The tasks can take up to 1 hour to be executed. The regular acknowledgement deadline for Google pubsub messages being pretty short, we renew the deadline every 10s before it ends. Here is the piece of code responsible for that:
def watchdog(businessDoneEvent, subscription, ack_deadline, message, ack_id):
'''
Prevents message from being republished as long as computation is
running
'''
while True:
# Wait (defaultDeadline - 10) seconds before renewing if defaultDeadline
# is > 5 seconds; renewed every second otherwise
sleepTime = ack_deadline - 10 if ack_deadline > 10 else 1
startTime = time.time()
while time.time() - startTime < sleepTime:
LOGGER.info('Sleeping time: {} - ack_deadline: {}'.format(time.time() - startTime, ack_deadline))

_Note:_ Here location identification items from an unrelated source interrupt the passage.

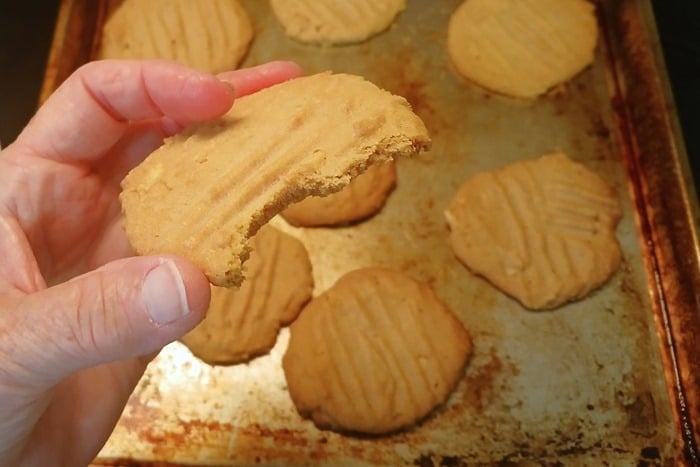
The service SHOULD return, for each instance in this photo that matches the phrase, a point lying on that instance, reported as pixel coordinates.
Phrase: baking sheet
(587, 384)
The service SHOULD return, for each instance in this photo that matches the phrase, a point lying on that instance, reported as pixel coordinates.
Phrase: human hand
(79, 318)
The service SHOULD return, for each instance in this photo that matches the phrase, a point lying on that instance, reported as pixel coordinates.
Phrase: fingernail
(229, 84)
(163, 294)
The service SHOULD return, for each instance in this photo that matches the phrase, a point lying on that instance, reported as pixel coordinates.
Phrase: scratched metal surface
(581, 385)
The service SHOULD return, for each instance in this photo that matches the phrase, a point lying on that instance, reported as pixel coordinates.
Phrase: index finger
(90, 111)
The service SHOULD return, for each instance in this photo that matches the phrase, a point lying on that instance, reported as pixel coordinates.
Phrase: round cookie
(375, 353)
(210, 35)
(243, 323)
(363, 197)
(542, 231)
(330, 22)
(522, 48)
(207, 190)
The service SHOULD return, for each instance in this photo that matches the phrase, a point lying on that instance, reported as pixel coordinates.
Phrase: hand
(79, 318)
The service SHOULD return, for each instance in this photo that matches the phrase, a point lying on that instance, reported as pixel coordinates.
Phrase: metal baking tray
(613, 379)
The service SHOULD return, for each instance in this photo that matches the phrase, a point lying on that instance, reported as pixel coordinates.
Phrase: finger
(91, 110)
(126, 309)
(249, 80)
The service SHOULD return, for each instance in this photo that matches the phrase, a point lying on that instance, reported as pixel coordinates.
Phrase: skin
(75, 329)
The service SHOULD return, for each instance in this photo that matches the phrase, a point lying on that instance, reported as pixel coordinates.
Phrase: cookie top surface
(374, 353)
(330, 22)
(205, 191)
(362, 197)
(542, 230)
(243, 323)
(210, 35)
(522, 48)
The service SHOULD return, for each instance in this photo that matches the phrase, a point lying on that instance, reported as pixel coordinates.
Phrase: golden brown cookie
(363, 197)
(243, 323)
(207, 190)
(543, 231)
(330, 22)
(211, 35)
(522, 48)
(374, 353)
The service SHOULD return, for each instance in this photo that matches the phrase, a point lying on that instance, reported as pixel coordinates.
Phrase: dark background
(26, 29)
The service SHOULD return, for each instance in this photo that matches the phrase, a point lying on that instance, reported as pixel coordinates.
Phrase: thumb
(125, 309)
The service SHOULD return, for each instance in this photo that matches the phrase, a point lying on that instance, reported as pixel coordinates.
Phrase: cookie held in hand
(363, 197)
(207, 190)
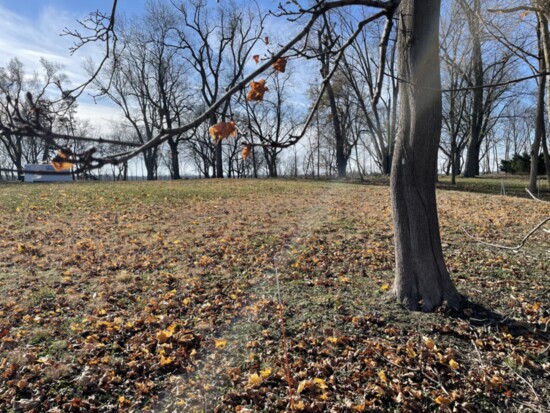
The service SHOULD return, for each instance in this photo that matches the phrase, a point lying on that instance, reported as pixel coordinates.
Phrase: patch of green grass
(509, 185)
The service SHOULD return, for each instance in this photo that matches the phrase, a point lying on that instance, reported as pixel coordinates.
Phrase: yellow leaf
(300, 406)
(442, 401)
(254, 381)
(321, 383)
(164, 335)
(257, 90)
(302, 386)
(246, 151)
(429, 343)
(164, 361)
(344, 279)
(220, 344)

if businessDoneEvent.isSet():
LOGGER.info('Business done!')
return
time.sleep(1)
subscriber = SubscriberClient()
LOGGER.info('Modifying ack deadline for message ' +
str(message.data) + ' processing to ' +
str(ack_deadline))
subscriber.modify_ack_deadline(subscription, [ack_id],
ack_deadline)
Once the execution is over, we reach this piece of code:
def callbackWrapper(callback,
subscription,
message,
ack_id,
endpoint,
context,
subscriber,
postAcknowledgmentCallback=None):
'''
Pub/sub message acknowledgment if everything ran correctly
'''
try:
callback(message.data, endpoint, context, **message.attributes)
except Exception as e:
LOGGER.info(message.data)
LOGGER.error(traceback.format_exc())
raise e
else:
LOGGER.info("Trying to acknowledge...")
my_retry = Retry(predicate=if_exception_type(ServiceUnavailable), deadline=3600)
subscriber.acknowledge(subscription, [ack_id], retry=my_retry)

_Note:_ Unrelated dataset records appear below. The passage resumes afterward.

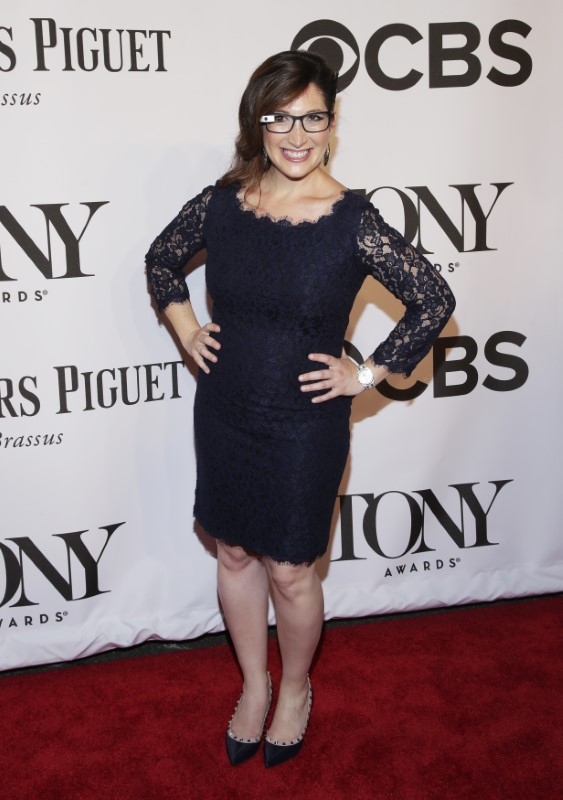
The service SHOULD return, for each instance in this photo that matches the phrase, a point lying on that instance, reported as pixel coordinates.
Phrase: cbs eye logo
(450, 64)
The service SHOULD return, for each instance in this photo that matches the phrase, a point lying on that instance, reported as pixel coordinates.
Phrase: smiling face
(297, 154)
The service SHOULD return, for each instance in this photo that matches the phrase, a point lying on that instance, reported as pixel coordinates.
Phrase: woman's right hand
(198, 342)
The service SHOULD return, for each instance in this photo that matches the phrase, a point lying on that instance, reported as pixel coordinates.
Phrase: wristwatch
(365, 376)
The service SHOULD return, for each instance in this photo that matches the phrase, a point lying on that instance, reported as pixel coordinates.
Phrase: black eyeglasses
(280, 122)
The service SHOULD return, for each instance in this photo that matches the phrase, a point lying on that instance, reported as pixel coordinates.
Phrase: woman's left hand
(339, 377)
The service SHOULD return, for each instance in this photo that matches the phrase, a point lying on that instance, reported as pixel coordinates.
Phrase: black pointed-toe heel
(276, 752)
(239, 749)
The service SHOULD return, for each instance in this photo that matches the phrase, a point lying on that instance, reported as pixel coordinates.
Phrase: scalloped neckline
(287, 221)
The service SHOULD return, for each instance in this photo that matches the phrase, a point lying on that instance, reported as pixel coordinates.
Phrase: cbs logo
(449, 62)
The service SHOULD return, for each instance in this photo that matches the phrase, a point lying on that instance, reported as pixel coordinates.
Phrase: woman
(288, 248)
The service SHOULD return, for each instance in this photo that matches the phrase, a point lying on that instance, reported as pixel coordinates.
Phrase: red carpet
(455, 705)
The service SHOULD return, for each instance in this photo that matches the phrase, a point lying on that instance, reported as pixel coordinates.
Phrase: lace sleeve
(170, 251)
(411, 278)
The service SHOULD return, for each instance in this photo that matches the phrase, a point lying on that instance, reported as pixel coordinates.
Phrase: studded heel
(238, 748)
(275, 751)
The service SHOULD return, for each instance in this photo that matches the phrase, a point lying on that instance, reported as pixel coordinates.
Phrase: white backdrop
(451, 496)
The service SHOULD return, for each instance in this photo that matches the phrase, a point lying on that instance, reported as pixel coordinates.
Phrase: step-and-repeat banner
(112, 115)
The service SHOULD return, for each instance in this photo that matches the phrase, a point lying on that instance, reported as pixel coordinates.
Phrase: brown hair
(279, 80)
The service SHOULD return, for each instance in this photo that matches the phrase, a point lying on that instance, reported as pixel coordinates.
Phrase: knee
(291, 581)
(233, 559)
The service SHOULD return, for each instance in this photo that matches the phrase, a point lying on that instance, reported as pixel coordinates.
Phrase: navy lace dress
(269, 461)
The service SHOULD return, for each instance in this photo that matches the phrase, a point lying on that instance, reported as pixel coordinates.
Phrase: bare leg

LOGGER.info(str(ack_id) + ' has been acknowledged')
if postAcknowledgmentCallback is not None:
postAcknowledgmentCallback(message.data,
**message.attributes)
Note that we also use this code in most of our microservices and it works just fine.
My problem is, even though I do not get any error from this code and it seems that the acknowledgement request is sent properly, it is actually acknowledged later. For example, according to the GCP console, right now I have 8 unacknowledged messages, but I should only have 3. It also said there are 12 when I should only have 5 for an hour:
I have a horizontal pod autoscaler using the pubsub metric. When the pods are done, they are not scaled down, or only 1 hour later or more. This creates some useless costs that I would like to avoid.
Does anyone have an idea about why this is happening?